Monday, October 18, 2021

The Post Box at the North Pole, by Jaimie Admans

HQ Digital, October 2021

Sasha Hansley hates Christmas, and has ever since her mother was killed in a car crash, and her father, Percy, after recovering from his injuries in the crash, left England. He calls, but he doesn't come home, not even for Christmas, not even when he has promised to do so. Instead, he asks her to join him on one travel adventure after another, and she refuses, having no desire to travel. Sasha occupies her time with one dead-end job after another, feeling unimportant and unvalued. Her father, though, thinks she's now the manager of a major hotel, and turned its fortunes around. She didn't tell him that; it was a misunderstanding when she applied for the job, told him, and he decided that she obviously got it. Now, she feels he's finally proud of her, and can't bear to tell him it's not true.

Right now, she's just lost her latest job, with a dog-walking business, because the owner's sister needed the job.

And her father calls from Norway, sounding old and frail, and telling her that he's had a heart attack. He wants her to come to the Christmas village where he's living and working. He's insistent. He's already paid for her tickets. And he needs her.

The woman who hates Christmas finds herself at the North Pole Forest. It's failing business that her father wants to save--wants her to save, his daughter who turned a major hotel around.

Her father owns it. He bought it from the former owner. His only staff now is Tav, a tall, handsome, powerful, very closed-off man.
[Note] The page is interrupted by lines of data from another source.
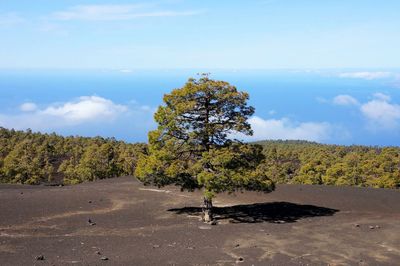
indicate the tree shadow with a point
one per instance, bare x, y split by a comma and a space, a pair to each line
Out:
272, 212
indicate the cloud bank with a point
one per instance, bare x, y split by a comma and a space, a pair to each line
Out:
82, 111
379, 112
287, 129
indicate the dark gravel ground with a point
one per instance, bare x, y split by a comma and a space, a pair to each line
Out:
135, 225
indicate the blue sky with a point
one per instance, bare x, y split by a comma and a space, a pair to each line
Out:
325, 71
190, 34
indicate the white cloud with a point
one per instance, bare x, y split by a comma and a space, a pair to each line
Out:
83, 110
115, 12
28, 107
382, 96
381, 113
286, 129
368, 75
344, 99
86, 108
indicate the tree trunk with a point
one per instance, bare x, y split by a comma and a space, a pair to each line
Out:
207, 210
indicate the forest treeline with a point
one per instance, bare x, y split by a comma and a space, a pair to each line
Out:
35, 158
303, 162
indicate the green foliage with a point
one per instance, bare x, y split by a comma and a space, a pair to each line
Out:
191, 148
312, 163
33, 158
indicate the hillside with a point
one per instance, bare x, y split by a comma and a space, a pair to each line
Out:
135, 225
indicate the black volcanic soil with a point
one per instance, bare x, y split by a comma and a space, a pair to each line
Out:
137, 225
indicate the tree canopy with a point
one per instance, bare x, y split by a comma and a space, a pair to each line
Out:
193, 146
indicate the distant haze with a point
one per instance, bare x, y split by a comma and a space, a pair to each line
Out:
335, 106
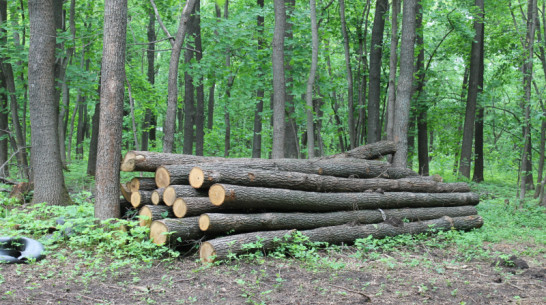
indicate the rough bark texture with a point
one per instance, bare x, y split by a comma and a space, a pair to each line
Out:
221, 248
149, 213
205, 177
187, 229
221, 223
376, 52
111, 115
405, 81
49, 183
172, 97
242, 197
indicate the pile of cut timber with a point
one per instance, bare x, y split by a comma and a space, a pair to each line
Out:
334, 199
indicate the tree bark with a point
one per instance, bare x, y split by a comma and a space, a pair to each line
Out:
49, 183
243, 197
239, 223
376, 52
111, 117
224, 247
172, 90
204, 177
279, 85
404, 89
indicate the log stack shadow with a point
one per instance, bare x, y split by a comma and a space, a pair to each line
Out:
225, 204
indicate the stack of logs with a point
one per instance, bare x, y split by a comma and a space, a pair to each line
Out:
226, 203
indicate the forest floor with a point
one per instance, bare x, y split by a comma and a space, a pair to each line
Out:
504, 262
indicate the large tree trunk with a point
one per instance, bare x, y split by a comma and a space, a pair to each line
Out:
350, 103
204, 177
49, 183
238, 223
225, 247
473, 84
279, 85
243, 197
405, 82
172, 89
111, 115
376, 52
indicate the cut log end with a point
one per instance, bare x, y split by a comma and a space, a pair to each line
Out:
158, 232
206, 252
145, 217
197, 177
179, 208
162, 177
204, 222
217, 194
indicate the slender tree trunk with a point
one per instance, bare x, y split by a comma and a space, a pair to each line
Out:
350, 104
468, 130
279, 85
44, 108
405, 82
260, 94
376, 52
111, 117
172, 89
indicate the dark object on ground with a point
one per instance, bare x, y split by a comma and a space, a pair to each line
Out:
20, 250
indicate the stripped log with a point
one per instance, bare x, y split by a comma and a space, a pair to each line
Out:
172, 229
222, 248
174, 191
244, 197
221, 223
204, 177
149, 213
142, 184
141, 198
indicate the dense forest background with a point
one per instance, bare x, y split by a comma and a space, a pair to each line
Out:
475, 96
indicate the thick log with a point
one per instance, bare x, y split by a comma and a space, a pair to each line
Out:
147, 161
221, 223
149, 213
172, 174
142, 184
244, 197
174, 191
222, 248
194, 206
171, 229
204, 177
157, 196
141, 198
369, 151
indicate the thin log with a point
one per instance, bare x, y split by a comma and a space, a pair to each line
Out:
204, 177
174, 191
244, 197
142, 184
149, 213
172, 229
221, 223
223, 247
141, 198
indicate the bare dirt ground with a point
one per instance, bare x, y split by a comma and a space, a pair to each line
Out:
423, 275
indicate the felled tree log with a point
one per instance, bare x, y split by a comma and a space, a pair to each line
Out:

Not silent; he's full of stories about elves and knowledge about reindeer, and he runs a reindeer sanctuary. He talks about the magic of Christmas and the value of the North Pole Forest for children. What Tav doesn't talk about is himself.

There is something especially charming about the place, even for someone who hates Christmas, but all its income-earning parts except Santa's Grotto are in poor repair, and Tav is trying to do all the repair work himself. Despite her determination to persuade her father to be sensible and sell the property, Sasha finds herself being drawn in to the necessary work, including reading the letters to Santa that still arrive in quantity, and answer the ones where it seems appropriate.
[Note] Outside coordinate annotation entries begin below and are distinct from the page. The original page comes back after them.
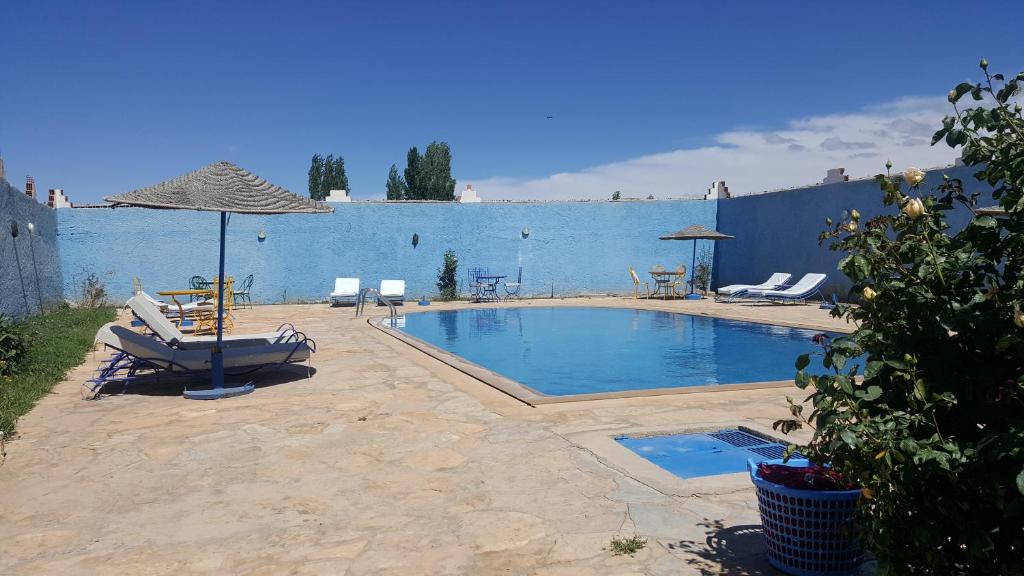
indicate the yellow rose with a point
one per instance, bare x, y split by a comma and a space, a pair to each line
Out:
913, 208
913, 176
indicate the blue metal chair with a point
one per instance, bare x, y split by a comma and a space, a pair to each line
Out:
512, 288
475, 286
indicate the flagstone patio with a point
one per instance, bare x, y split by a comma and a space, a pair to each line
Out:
384, 461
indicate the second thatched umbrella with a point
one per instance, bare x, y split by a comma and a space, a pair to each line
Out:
220, 188
694, 233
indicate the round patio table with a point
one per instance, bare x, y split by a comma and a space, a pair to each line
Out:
488, 290
667, 279
203, 323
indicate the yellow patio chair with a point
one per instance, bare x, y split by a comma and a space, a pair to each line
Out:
637, 283
680, 280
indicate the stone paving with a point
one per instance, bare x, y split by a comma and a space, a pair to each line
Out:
384, 461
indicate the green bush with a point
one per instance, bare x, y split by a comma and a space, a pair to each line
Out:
13, 342
924, 406
59, 341
448, 283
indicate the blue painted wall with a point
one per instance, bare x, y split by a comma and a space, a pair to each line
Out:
572, 248
778, 232
30, 271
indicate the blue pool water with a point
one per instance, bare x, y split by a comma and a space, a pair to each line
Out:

Sasha is also getting drawn in by Tav's reindeer, and by Tav.

But all three of them, Percy, Sasha, and Tav, have secrets, and those secrets are going to collide in an emotional blow-up.

I really enjoyed the story, and the characters. Sasha's feelings of not being important to her surviving parent, and therefore not important to anyone, were all too familiar to me.

Recommended if you enjoy a satisfying, magical, Christmas romance.

I received a free electronic galley of this book from the publisher via NetGalley and Rachel's Random Resources.